L’Arma ferma un rumeno: occupava una casa e aveva anche un kit da scasso L’amarezza del sindaco di San Polo di Piave: «Era meglio se rimaneva in cella»

SAN POLO. Un rumeno di 35 anni, componente di una banda sospettata di molti furti, è stato arrestato dai carabinieri di San Polo a seguito di un blitz in un’abitazione che occupava abusivamente. Dentro, oltre ad arnesi da scasso, è stata rinvenuta della refurtiva.

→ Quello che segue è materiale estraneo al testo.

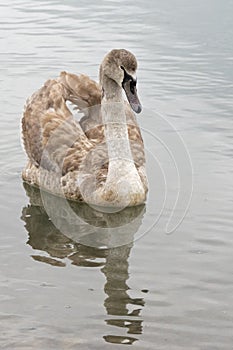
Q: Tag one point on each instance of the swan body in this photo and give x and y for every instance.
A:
(100, 158)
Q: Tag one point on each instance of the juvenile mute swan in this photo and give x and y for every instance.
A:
(100, 159)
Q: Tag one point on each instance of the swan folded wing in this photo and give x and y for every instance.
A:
(82, 91)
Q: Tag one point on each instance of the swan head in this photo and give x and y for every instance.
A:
(120, 66)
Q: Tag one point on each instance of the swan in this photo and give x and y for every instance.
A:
(99, 159)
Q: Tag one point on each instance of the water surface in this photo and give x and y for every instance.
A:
(164, 291)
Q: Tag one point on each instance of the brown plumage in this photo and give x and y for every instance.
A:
(59, 147)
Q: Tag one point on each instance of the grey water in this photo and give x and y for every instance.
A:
(150, 287)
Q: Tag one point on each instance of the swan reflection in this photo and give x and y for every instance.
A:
(122, 310)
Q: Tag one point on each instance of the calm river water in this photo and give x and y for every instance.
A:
(163, 288)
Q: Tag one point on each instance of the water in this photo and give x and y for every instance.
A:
(164, 291)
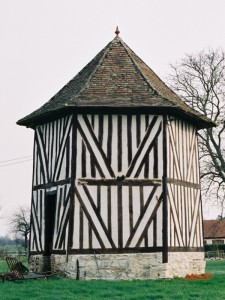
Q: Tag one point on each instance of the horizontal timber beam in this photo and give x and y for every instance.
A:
(183, 183)
(120, 182)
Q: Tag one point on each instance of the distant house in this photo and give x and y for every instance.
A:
(214, 232)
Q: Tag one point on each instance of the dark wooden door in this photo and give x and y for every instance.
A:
(50, 208)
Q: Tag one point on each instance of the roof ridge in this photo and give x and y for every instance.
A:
(136, 65)
(105, 50)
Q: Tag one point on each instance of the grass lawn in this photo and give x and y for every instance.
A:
(59, 288)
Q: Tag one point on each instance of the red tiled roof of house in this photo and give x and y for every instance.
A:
(214, 228)
(116, 78)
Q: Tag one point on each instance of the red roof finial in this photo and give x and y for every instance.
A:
(117, 32)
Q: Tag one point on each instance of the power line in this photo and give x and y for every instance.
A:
(18, 158)
(15, 163)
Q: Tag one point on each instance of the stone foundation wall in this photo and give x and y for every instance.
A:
(182, 263)
(125, 266)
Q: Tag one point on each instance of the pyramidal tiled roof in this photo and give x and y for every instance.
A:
(115, 78)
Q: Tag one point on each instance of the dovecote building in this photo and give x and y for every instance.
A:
(116, 187)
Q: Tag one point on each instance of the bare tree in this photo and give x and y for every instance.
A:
(200, 81)
(20, 224)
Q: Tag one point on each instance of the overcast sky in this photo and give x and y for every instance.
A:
(44, 43)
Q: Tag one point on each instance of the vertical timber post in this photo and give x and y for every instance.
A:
(73, 175)
(164, 187)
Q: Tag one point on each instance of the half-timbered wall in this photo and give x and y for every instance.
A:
(51, 173)
(118, 186)
(183, 186)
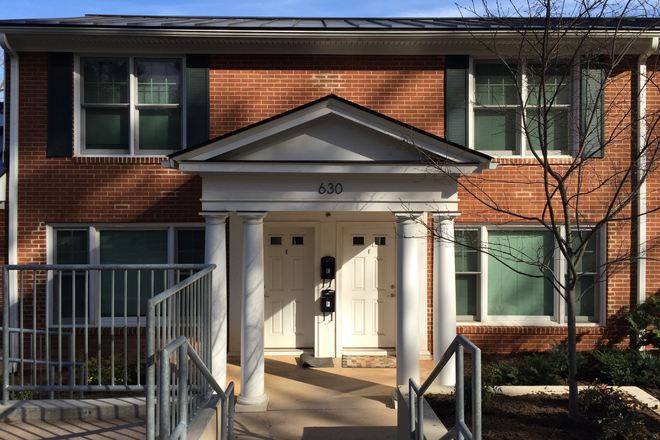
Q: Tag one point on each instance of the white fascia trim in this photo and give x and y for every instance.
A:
(316, 168)
(354, 35)
(256, 134)
(298, 118)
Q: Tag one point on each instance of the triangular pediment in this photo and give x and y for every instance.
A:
(328, 131)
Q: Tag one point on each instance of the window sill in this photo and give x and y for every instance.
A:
(118, 159)
(530, 323)
(527, 160)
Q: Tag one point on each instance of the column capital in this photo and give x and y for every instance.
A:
(445, 216)
(211, 216)
(403, 216)
(252, 215)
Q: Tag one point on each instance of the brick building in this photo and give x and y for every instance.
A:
(174, 139)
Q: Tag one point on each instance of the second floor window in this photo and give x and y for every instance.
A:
(131, 106)
(517, 108)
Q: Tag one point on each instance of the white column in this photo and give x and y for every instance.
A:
(444, 294)
(407, 300)
(252, 326)
(216, 253)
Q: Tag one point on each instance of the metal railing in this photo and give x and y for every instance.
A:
(417, 394)
(183, 310)
(180, 402)
(83, 328)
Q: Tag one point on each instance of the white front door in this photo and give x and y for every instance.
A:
(289, 287)
(368, 288)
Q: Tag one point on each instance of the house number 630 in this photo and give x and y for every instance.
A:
(331, 188)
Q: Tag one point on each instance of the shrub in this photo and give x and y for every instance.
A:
(618, 414)
(107, 371)
(628, 367)
(644, 322)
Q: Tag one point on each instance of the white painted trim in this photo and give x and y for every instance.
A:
(78, 129)
(324, 168)
(559, 317)
(12, 202)
(641, 169)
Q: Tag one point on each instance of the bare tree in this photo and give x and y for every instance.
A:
(564, 72)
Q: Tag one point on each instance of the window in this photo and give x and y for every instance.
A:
(503, 124)
(131, 105)
(117, 246)
(588, 286)
(507, 282)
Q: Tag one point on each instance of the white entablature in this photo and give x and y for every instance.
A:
(329, 155)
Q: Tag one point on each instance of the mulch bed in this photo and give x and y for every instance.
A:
(533, 416)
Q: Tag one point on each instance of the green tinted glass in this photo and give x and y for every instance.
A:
(105, 82)
(69, 288)
(495, 84)
(465, 250)
(495, 129)
(516, 285)
(106, 128)
(160, 128)
(131, 247)
(466, 294)
(159, 82)
(190, 246)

Il malvivente, che ha dei precedenti di polizia, è però già stato messo in libertà dal tribunale. «Un plauso ai carabinieri che sono intervenuti prontamente e l’hanno assicurato alla giustizia, il territorio è presidiato – spiega il sindaco Diego Cenedese - ma c’è rammarico perché, sebbene l’arresto sia stato convalidato dal magistrato, purtroppo non ha ritenuto di mantenere in stato di detenzione il soggetto. Questo ci lascia perplessi e preoccupati, perché di fronte a forze dell’ordine che controllano e tengono monitorato il territorio e individuano responsabili di atti criminosi, poi sembra che si valutino più le attenuanti che non le evidenze di reato».

Il trentacinquenne bivaccava in una casa disabitata, con ogni probabilità insieme ad almeno altri due connazionali. All’interno c’era passamontagna, guanti, piedi di porco, torce, cacciaviti, un trapano a mano per fare i fori sulle finestre, tutto l’occorrente per compiere furti in abitazione. L’accusa per lui è di violazione di domicilio e ricettazione, perché è stata rinvenuta una sciabola rubata in una casa della zona in occasione di un furto avvenuto nelle scorse settimana. Il consorzio intercomunale di polizia locale aveva individuato il covo iniziale della banda, che prima della nuova “base” aveva occupato abusivamente un’altra abitazione in centro paese. Sentendosi braccati, i malviventi si erano spostati in un’altra casa non abitata, dove è scattata l’operazione dei militari dell’Arma di San Polo.

«I cittadini devono sapere che le forze dell’ordine ci sono e il territorio è sotto controllo – aggiunge il sindaco Cenedese - un plauso agli agenti delle forze dell’ordine che continuano a rischiare la propria incolumità, facendo operazioni rischio per mantenere la sicurezza. I carabinieri stanno facendo un ottimo lavoro».

Il primo cittadino esprime il pensiero dell’intera popolazione: da una parte la soddisfazione per l’attività delle forze dell’ordine, dall’altra il rammarico perché le norme non consentono di tenere in carcere chi è sospettato di aver commesso reati che creano allarme sociale.